By the previous argument (*) holds for \(f=\mathbf{1}_{{E}}\) if \(E\in \mathcal{L}(\mathbb R^d)\). By linearity (*) is true for step functions, by the is true for nonnegative \(\mathcal{L}(\mathbb R^d)\)-measurable functions. Consequently, (*) remains true for all \(\mathcal{L}(\mathbb R^d)\)-measurable functions by considering positive and negative parts of the real and imaginary parts of \(f\).$$\tag*{$\blacksquare$}$$
Lebesgue measure is invariant under rotations.
Proof. \(T \in {\rm GL}(d,\mathbb{R})\) is a rotation iff \(TT^*=I\), where \(T^{*}\) is the transpose of \(T\). Since \(\det T=\det T^*\) we obtain \(|\det T|=1\).$$\tag*{$\blacksquare$}$$
We now generalize previous theorem to differentiable maps. Let \(\Omega \subseteq \mathbb{R}^d\) be an open set and \(G=(g_1,\ldots,g_n):\Omega\to \mathbb{R}^d\) be a map with \(g_j\in C^1(\Omega)\).
\(G:\Omega\to \mathbb{R}^d\) is called a diffeomorphism if \(G\) is injective and \(D_xG\) is invertible for all \(x \in \Omega\). In this case, the inverse function theorem guarantees that \(G^{-1}:G[\Omega] \to \Omega\) is also a \(C^1\) diffeomorphism and that \[D_x(G^{-1})=(D_{G^{-1}(x)}G)^{-1}\quad \text{ for all } \quad x \in G[\Omega].\]
Let \(\Omega\subseteq \mathbb{R}^d\) be open and let \(G:\Omega \to \mathbb{R}^d\) be a \(C^1(\Omega)\) diffeomorphism.
If \(f\) is a Lebesgue measurable function on \(G[\Omega]\) then \(f \circ G\) is Lebesgue measurable on \(\Omega\). If \(f \geq 0\) or \(f \in L^1(G[\Omega],\lambda_d)\), then \[\int_{G[\Omega]}f(x)dx=\int_{\Omega}f \circ G(x)|\det D_x G|dx.\]

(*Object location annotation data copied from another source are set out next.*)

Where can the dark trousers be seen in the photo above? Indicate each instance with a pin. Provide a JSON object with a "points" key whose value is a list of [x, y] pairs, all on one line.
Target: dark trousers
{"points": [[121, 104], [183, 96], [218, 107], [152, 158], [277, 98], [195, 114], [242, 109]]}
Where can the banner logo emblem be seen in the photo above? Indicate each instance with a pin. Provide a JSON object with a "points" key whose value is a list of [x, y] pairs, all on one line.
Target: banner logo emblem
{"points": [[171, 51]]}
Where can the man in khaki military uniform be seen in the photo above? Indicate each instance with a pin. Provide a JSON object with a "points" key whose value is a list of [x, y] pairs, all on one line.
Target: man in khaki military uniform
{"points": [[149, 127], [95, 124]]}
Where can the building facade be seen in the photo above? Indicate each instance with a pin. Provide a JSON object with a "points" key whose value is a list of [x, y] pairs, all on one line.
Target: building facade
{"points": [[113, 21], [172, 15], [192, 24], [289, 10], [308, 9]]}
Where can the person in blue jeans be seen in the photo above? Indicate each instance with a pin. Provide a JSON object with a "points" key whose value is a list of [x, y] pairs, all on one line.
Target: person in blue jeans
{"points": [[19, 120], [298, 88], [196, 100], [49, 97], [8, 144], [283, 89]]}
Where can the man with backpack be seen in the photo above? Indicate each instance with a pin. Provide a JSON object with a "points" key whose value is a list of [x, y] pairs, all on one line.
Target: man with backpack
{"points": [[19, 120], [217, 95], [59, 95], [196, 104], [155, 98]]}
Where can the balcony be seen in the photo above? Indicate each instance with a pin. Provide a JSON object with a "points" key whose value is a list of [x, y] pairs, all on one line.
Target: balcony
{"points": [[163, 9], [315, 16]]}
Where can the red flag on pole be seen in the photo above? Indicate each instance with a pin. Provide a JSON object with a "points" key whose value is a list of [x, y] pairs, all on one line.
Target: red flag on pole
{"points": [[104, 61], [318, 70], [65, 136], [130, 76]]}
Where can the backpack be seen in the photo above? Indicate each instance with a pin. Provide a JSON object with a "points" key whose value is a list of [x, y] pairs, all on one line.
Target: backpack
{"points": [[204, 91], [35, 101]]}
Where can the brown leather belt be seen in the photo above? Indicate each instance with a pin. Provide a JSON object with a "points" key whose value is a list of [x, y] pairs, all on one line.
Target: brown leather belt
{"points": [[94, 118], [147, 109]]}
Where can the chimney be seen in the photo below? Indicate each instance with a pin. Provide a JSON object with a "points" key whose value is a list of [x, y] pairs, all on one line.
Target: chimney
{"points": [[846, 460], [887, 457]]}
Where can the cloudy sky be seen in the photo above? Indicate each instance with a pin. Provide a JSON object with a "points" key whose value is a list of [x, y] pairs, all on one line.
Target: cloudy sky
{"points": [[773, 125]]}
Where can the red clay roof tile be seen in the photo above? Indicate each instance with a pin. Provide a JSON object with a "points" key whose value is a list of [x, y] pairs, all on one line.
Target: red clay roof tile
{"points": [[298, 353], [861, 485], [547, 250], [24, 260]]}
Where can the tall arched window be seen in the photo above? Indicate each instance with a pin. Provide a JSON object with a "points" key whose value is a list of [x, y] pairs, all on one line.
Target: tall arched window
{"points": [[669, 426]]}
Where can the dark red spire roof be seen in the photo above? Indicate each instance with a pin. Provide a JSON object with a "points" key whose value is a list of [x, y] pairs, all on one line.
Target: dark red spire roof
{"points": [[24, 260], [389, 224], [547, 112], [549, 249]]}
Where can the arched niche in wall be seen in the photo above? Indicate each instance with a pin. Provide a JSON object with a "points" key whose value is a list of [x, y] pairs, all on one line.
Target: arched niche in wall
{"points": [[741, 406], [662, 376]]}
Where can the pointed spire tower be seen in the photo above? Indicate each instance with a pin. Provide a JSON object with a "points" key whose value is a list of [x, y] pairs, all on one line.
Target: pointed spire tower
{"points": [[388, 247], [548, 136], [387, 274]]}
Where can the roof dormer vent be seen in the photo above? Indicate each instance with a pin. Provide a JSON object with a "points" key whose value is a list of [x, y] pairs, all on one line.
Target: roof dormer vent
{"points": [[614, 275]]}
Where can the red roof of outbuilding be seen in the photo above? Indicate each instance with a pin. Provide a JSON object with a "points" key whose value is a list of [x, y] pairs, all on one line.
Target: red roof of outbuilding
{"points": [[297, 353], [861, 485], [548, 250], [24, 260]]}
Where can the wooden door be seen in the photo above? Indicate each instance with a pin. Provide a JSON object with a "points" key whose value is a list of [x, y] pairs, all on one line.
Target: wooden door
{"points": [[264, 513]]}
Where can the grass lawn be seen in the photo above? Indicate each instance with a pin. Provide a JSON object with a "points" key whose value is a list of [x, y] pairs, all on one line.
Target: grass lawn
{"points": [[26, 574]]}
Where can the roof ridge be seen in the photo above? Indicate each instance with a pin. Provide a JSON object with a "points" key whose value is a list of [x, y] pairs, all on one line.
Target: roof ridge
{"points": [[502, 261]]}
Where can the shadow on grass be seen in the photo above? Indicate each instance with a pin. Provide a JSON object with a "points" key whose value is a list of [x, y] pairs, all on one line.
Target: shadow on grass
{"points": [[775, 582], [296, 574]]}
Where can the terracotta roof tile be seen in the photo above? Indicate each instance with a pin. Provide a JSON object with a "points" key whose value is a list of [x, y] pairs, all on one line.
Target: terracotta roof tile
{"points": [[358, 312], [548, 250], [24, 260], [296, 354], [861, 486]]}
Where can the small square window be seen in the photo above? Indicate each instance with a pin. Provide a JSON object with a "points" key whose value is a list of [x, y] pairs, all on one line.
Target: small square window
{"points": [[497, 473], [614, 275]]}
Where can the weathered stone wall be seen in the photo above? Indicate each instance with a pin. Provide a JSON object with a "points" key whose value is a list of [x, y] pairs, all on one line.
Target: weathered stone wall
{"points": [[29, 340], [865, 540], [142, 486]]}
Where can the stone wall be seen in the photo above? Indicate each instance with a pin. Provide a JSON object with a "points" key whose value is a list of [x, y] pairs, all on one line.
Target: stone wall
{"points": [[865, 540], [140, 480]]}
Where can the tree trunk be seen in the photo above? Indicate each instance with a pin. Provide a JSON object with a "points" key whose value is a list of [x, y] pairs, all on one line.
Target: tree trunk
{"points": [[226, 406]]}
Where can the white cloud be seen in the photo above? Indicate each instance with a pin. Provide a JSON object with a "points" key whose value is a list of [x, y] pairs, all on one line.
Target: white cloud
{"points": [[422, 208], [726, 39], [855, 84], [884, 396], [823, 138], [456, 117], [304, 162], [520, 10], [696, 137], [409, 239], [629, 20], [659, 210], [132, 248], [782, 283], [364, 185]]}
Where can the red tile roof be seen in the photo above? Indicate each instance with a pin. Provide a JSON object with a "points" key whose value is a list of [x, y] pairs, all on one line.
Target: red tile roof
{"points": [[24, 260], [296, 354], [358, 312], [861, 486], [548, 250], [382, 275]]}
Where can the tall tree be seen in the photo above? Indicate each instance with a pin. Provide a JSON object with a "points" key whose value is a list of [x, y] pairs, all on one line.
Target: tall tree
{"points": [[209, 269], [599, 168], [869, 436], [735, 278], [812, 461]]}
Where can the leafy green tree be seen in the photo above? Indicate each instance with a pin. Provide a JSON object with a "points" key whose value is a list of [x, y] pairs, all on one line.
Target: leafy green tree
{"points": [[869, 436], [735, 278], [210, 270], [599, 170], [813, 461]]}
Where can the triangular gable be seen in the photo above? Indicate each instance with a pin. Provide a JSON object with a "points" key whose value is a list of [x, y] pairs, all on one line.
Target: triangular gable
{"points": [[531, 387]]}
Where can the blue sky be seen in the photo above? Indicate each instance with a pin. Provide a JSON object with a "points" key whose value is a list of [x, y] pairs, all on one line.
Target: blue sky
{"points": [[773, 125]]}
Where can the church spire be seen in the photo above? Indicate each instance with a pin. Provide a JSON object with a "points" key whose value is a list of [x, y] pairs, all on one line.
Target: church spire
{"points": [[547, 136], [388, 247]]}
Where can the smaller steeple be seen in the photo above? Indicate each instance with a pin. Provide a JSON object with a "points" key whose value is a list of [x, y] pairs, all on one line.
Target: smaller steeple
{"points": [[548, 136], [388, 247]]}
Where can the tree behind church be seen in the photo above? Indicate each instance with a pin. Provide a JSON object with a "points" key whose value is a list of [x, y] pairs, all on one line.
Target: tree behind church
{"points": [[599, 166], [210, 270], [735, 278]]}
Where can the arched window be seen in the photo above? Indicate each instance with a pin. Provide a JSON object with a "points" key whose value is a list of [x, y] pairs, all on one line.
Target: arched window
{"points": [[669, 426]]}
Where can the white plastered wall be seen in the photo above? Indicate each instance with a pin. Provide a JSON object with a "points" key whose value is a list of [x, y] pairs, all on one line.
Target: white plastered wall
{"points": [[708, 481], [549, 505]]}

If \(E \subseteq \Omega\) and \(E \in \mathcal{L}(\mathbb R^d)\) then \(G[E] \in \mathcal{L}(\mathbb R^d)\) and \[\lambda_d(G[E])=\int_E |\det D_x G|dx.\]
For \(x \in \mathbb{R}^d\) and \(T=(T_{ij})_{1\le i, j\le d}\in {\rm GL}(d,\mathbb{R})\) we set \[|x|_{\infty}=\max_{1 \leq j \leq d}|x_j|, \qquad \|T\|=\max_{1 \leq i \leq d}\sum_{j=1}^d |T_{ij}|.\] Then it is easy to see that \[|Tx|_{\infty} \leq \|T\| |x|_{\infty}\] and \[a+[-r, r]^d=\{x \in \mathbb{R}^d: |x-a|_{\infty} \leq r\},\] is the cube of side length \(2r\) centered at \(a \in \mathbb{R}^d\).
Proof. It suffices to consider Borel measurable functions and sets. Since \(G\) and \(G^{-1}\) are both continuous, there are no problems with measurability.
Let \(Q=\{x \in \mathbb{R}^d: |x-a|_\infty \leq r\}\subseteq \Omega\). By the mean value theorem: \[g_j(x)-g_j(a)=\sum_{i=1}^d(x_i-a_i)\frac{\partial g_j}{\partial x_i}(y)\] for some \(y\) lying on the the line segment joining \(x\) and \(a\), so that \[|G(x)-G(a)|_\infty \leq r\big(\sup_{y \in Q}\|D_y G\|\big)\quad \text{ for } \quad x \in Q.\]
In other words, \(G[Q]\) is contained in the cube of side length \(\sup_{y \in Q}\|D_y G\|\) times that of \(Q\), so by the previous theorem, \[\lambda_d(G[Q]) \leq \big(\sup_{y \in Q}\|D_yG\|\big)^d\lambda_d(Q).\]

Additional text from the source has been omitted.